Cette mesure phare est intégrée dans le cadre plus large du projet de loi relatif aux droits des étrangers du ministère de l'Intérieur. On y on assure que le titre pluriannuel deviendra "la règle quand le projet de loi sera adopté". Pas sûr toutefois que les étudiants de la prochaine rentrée soient concernés : après maints reports, l'examen du texte doit théoriquement commencer au printemps 2015.
Pour les jeunes chercheurs
− Le titre de séjour "scientifique-chercheur" est désormais prolongé à la suite d'une privation involontaire d'emploi, telle que la fin d'un CDD.
− Les étudiants "scientifiques-chercheurs" doivent encore passer la visite médicale à l'Ofii (Office français de l'immigration et de l'intégration).
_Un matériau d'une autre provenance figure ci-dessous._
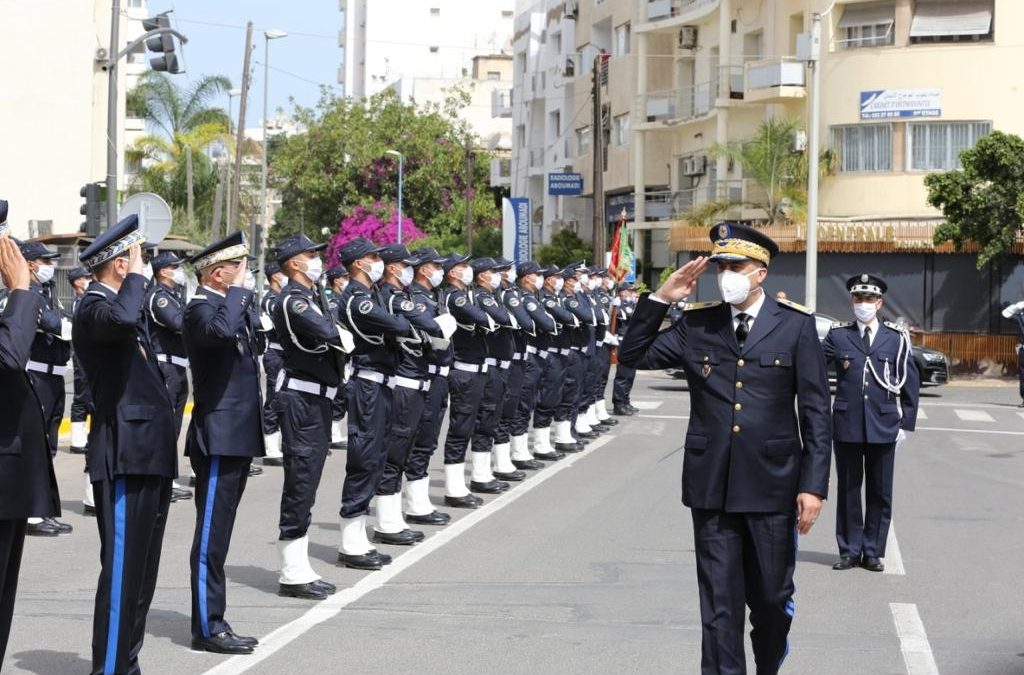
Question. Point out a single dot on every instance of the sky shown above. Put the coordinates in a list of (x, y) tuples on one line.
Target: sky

Le projet de loi relatif aux droits des étrangers propose la suppression de cette étape mais rien n'est acté dans la mesure où il s'agit encore d'un projet de loi.
Pour les étudiants de master
– À la suite de l'obtention du diplôme, l'étudiant étranger peut procéder à tout moment (quatre mois avant expiration auparavant) à une demande d'autorisation provisoire de séjour pour travailler, celle-ci étant valable douze mois, au lieu de six auparavant. La lettre de présentation du projet détaillant notamment les perspectives de retour dans le pays d'origine n'est plus demandée dans le cadre de la demande d'APS.